Since September, Squire has also been working with a TV show about the tech industry set in Silicon Valley. He says, “It seems the general flow of the tech industry is that humanity and civilization is finished and it’s just about accumulating as many goods as possible before everything collapses. In fact, those who are profiting actually agree. But for those who disagree, they believe the solution is to build bigger gates, but activists believe we can stop this”
Yet, he’s learned from folks associated with the show. “Many say the quickest way to divorce yourself from any responsibility or regulations — smash and grab. Otherwise, you have to stop and think and regulate your desires for greed and power”
Squire possesses a penchant for pithy titles. He laughs, explaining the first thing he wrote as a student at Juilliard was “Obama-ology,” the comedy with contemporary message. While a lot of people liked the name, it didn’t necessarily vibe with the author. He concedes that he chooses names based on “easy to remember” and titles that won’t be easy to lose as a file.
Another is “Defacing Michael Jackson,” a coming-of-age dramedy set in rural Florida in 1984, specifically Squire’s native town Opa-locka, Miami, a fantastical place famed for its fanciful Moorish revival architecture.
Living in the shadow of exotic structures, he wasn’t particularly fazed. Squire says “It wasn’t until returning to visit after my freshman year at Northwestern University in Chicago that I realized how weird it was: When you grow up in a place, you take surroundings for granted no matter how over the top.”
Now based in New York (where for two happy years, 2017-2019, he shared digs with drag king Murry Hill), Squire returns frequently to Miami to be with family, but this summer has been filled with both work and travel.
Currently, he’s in Shepherdstown with CATF shaping up “My Favorite Sociopath.” Later this summer he will travel to South Africa for research, followed by a silent writing retreat in Santa Fe, N.M.
Much of Squire’s work reflects the Latino, African, Caribbean, African-American, and Jewish cultures he grew up around in South Florida.
When asked if today’s winds of anti-multiculturalism worry him, he replies, “No, because that’s going to pass. Most people don’t like, people are seeing the negative results of it, and the young people coming up despise it. White male gamers were tricked momentarily through the algorithms into voting against their own interests and they’re now seeing how it’s not working out for them.

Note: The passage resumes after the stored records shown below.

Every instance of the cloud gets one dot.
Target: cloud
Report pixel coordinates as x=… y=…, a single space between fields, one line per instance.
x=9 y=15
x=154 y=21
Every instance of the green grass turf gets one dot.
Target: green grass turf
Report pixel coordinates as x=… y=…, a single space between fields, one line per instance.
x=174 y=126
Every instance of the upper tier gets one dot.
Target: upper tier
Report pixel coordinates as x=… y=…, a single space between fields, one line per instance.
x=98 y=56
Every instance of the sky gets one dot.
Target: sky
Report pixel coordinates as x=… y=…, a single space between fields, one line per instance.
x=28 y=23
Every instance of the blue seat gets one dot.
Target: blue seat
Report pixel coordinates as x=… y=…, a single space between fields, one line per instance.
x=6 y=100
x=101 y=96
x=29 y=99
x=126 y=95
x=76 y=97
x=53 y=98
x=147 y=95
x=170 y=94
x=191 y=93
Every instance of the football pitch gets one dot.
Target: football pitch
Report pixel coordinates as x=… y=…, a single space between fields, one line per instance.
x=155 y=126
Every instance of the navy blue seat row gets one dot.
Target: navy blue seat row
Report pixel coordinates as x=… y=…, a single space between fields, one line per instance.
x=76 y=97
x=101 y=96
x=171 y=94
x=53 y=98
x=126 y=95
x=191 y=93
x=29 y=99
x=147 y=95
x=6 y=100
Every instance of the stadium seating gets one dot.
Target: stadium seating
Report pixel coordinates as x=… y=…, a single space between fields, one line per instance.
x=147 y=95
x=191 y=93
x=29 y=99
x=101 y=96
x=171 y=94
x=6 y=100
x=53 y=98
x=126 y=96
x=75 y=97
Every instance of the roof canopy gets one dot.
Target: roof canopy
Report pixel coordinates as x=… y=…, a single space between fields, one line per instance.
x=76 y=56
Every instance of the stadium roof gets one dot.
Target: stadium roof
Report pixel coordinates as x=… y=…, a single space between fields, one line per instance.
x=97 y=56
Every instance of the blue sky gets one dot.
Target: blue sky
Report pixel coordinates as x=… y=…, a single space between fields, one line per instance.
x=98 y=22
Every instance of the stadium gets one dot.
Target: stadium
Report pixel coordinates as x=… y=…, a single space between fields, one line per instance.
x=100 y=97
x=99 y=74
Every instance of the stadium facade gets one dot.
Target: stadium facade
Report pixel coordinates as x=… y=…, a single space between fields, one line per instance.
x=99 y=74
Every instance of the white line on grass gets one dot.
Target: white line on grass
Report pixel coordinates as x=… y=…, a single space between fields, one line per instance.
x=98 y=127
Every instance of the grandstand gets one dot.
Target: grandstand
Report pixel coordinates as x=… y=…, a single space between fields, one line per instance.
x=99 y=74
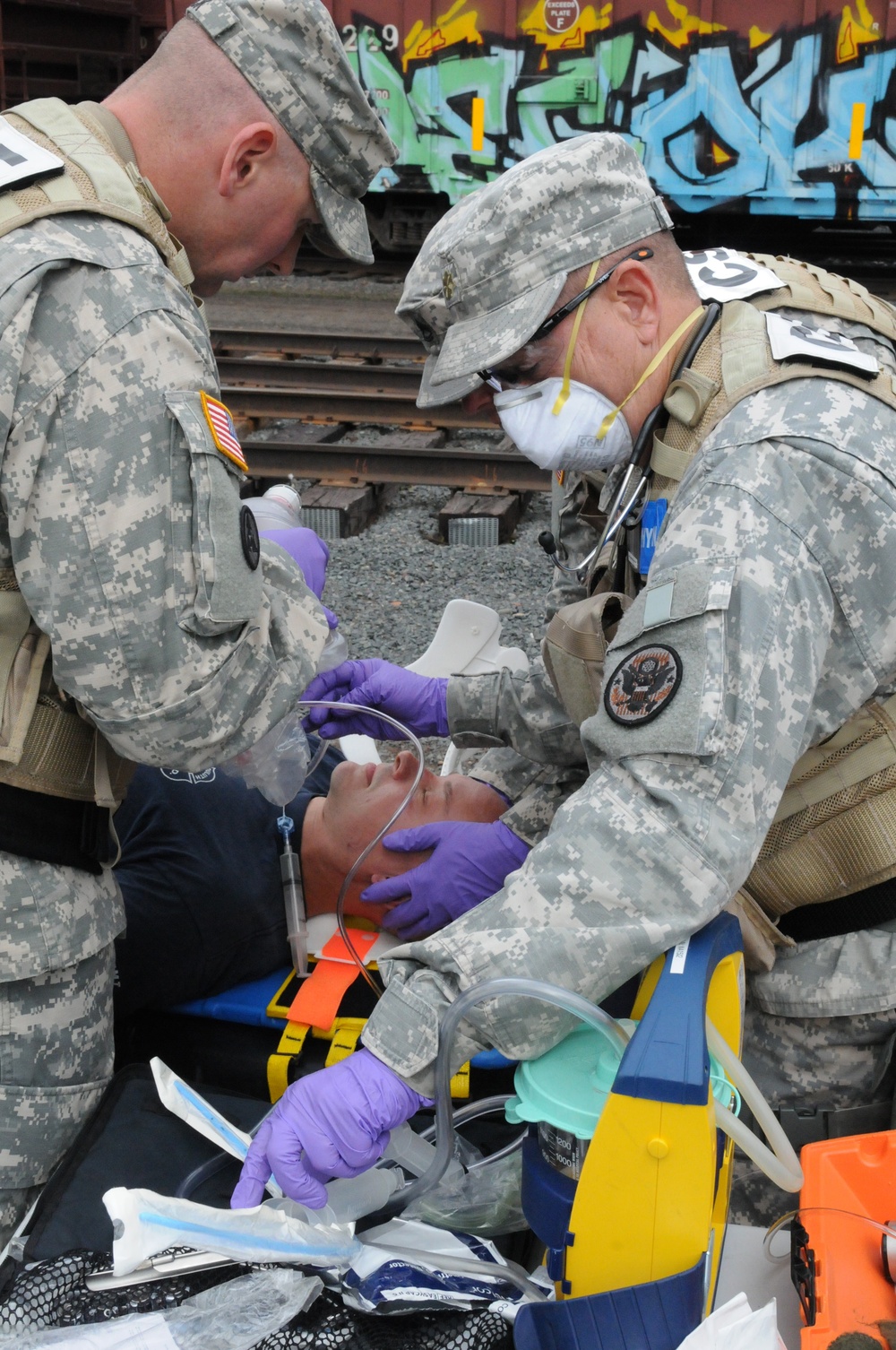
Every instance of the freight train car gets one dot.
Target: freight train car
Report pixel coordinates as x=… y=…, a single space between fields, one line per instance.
x=781 y=108
x=760 y=108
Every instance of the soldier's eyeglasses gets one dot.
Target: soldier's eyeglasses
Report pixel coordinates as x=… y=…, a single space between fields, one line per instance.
x=501 y=379
x=803 y=1272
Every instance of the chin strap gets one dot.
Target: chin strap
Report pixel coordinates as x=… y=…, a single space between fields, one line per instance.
x=664 y=350
x=571 y=344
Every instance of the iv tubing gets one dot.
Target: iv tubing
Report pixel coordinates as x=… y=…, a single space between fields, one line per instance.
x=368 y=850
x=779 y=1163
x=816 y=1208
x=564 y=1000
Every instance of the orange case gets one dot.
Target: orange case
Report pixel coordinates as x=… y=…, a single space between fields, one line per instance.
x=856 y=1173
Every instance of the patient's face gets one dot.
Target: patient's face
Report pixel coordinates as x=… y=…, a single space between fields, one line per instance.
x=362 y=798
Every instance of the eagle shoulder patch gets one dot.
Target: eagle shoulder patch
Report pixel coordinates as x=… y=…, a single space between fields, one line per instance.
x=642 y=685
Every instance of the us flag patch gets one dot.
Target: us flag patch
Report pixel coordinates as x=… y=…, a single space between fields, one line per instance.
x=223 y=429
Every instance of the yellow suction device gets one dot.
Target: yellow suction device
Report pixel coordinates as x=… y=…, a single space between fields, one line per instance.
x=633 y=1208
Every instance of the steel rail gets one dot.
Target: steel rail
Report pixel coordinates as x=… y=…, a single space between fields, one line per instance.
x=336 y=346
x=322 y=376
x=390 y=463
x=319 y=407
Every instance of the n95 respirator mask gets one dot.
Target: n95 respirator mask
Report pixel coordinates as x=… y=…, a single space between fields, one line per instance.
x=564 y=434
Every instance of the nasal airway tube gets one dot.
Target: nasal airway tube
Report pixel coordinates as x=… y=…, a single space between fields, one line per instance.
x=144 y=1224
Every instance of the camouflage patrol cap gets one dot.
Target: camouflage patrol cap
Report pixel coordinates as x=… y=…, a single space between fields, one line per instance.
x=424 y=308
x=290 y=53
x=505 y=264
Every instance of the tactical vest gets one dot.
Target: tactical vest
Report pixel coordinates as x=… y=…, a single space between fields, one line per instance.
x=47 y=744
x=834 y=832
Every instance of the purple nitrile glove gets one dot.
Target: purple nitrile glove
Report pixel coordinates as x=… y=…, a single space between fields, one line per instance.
x=415 y=699
x=469 y=864
x=331 y=1123
x=311 y=552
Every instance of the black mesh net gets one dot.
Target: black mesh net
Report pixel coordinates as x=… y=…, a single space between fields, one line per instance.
x=330 y=1325
x=54 y=1294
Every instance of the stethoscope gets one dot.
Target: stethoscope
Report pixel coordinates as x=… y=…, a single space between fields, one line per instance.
x=626 y=509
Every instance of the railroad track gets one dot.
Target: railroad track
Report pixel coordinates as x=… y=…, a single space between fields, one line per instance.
x=328 y=381
x=314 y=365
x=330 y=376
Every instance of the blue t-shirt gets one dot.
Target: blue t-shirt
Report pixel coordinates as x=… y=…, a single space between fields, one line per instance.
x=202 y=885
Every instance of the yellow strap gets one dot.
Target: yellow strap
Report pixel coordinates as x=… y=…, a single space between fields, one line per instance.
x=571 y=344
x=290 y=1045
x=667 y=347
x=461 y=1082
x=344 y=1041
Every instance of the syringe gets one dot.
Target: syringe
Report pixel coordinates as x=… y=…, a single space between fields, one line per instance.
x=293 y=898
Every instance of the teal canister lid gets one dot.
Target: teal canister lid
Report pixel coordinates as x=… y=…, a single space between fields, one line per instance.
x=568 y=1086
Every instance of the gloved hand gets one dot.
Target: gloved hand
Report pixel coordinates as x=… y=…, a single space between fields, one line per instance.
x=415 y=699
x=469 y=864
x=332 y=1123
x=311 y=552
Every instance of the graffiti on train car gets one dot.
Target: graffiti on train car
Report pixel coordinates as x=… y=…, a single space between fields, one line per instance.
x=799 y=120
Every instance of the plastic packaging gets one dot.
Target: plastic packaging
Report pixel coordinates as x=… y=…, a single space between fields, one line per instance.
x=185 y=1102
x=277 y=765
x=347 y=1199
x=405 y=1265
x=229 y=1317
x=486 y=1200
x=278 y=508
x=144 y=1224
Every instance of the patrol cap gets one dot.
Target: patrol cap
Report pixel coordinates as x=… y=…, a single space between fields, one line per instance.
x=505 y=262
x=290 y=53
x=426 y=311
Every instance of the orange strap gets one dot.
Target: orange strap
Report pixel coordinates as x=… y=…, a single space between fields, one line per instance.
x=320 y=995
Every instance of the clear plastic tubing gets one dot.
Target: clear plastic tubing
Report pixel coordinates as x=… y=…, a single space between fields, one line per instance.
x=779 y=1163
x=564 y=1000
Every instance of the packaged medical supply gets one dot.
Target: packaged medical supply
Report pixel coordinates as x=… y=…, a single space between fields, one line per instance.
x=405 y=1264
x=144 y=1224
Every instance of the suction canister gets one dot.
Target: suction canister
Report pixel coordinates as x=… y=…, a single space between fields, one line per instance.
x=564 y=1091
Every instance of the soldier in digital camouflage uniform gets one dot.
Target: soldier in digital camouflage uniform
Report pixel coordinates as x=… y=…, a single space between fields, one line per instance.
x=535 y=789
x=771 y=613
x=122 y=538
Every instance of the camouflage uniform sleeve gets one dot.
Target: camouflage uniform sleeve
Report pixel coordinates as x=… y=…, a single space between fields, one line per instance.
x=535 y=790
x=125 y=538
x=513 y=709
x=576 y=523
x=779 y=566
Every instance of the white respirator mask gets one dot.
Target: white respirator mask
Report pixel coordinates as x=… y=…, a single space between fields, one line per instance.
x=560 y=423
x=568 y=437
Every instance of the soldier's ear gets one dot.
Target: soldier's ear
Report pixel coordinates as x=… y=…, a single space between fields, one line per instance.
x=250 y=147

“Conservatives always try to stop progress and eventually they always lose. It’s just a question of where we’ll be in the middle of the end of civilization before that happens. I’d like to hope we can turn the ship around before then.”
In addition to “My Favorite Sociopath,” CATF summer season features three other world premieres (Lisa D’Amour’s comedy “The Smoker,” “Refugee Rhapsody” by Yussef El Guindi, “Best Line Wins: A Play Inspired by the Improvised Lives of Elaine May & Mike Nichols” by Beth Kander) and “¡VOS!” by Christina Pumariega.
CATF runs from July 10-Aug. 2 in three venues on the Shepherd University campus: Frank Center, Marinoff Theater, and Studio 112.